Outside the court was very still. The footstep that had passed on the flagstones a minute before had ceased; and there was no sound but the chirp of a bird under the eaves.
“You have not heard then?” said the Lieutenant again.
“Oh! for God’s sake—” cried the old man suddenly.
“I have just come from your son,” said the other steadily. “You are only just in time. He is at the point of death.”
It was morning, and they still sat in Ralph’s cell.
* * * * *
The attendant had brought in stools and a tall chair with a broken back, and these were grouped round the low wooden bed; the old man in the chair on one side, from where he could look down on his son’s face, with Beatrice beside him, Chris and Nicholas on the other side. Mr. Morris was everywhere, sitting on a form by the door, in and out with food and medicine, at his old master’s bedside, lifting his pillow, turning him in bed, holding his convulsive hands.

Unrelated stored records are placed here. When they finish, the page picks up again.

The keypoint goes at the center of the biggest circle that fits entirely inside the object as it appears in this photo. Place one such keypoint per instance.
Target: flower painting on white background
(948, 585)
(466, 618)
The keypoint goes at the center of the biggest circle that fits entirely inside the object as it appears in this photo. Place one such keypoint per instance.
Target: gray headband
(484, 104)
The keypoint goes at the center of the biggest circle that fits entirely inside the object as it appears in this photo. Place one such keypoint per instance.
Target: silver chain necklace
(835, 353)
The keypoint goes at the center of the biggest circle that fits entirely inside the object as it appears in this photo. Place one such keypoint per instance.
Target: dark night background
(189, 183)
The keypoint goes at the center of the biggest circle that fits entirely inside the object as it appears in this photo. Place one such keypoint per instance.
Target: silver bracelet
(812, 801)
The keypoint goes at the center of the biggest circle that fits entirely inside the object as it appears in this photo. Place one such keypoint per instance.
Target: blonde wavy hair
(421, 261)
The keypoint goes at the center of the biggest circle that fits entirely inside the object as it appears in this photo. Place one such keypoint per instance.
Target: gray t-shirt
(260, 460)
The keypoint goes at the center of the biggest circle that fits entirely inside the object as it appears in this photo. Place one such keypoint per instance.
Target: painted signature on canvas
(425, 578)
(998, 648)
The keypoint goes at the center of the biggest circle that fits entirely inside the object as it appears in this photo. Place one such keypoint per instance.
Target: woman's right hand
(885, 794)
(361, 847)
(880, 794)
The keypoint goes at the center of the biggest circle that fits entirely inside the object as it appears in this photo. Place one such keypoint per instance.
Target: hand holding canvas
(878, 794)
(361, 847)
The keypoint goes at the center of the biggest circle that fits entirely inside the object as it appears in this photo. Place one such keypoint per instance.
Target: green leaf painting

He had been ill six days, the Lieutenant told them. The doctor who had been called in from outside named the disease phrenitis. It was certain that he would not recover; and a message to that effect had been sent across on the morning before, with the usual reports to Greenwich.
They had supped as they sat—silently—on what the gaoler brought; and had slept by turns in the tall chair, wakening at a sound from the bed; at the movement of the light across the floor as Morris slipped to and fro noiselessly; at the chirp of the birds and the noises of the stirring City as the daylight broadened on the wall, and the narrow window grew bright and luminous.
And now the morning was high, and they were waiting for the end.
* * * * *
A little table stood by the door, white-covered, with two candles, guttering now in their sockets, and a tall crucifix, ivory and black, lifting its arms in the midst. Before it stood two veiled vessels.
“He will speak before he passes,” the doctor had told them the evening before; “I do not know whether he will be able to receive Viaticum.”
* * * * *
Chris raised himself a little in his chair—he was stiff with leaning elbows on knees; and he stretched out his feet softly; looking down still at the bed.
His brother lay with his back to him; the priest could see the black hair, longer than Court fashion allowed now, the brown sinewy neck beneath; and one arm outlined over his hip beneath the piled clothes. The fingers were moving a little, contracting and loosening, contracting and loosening; and he could hear the long slow breaths.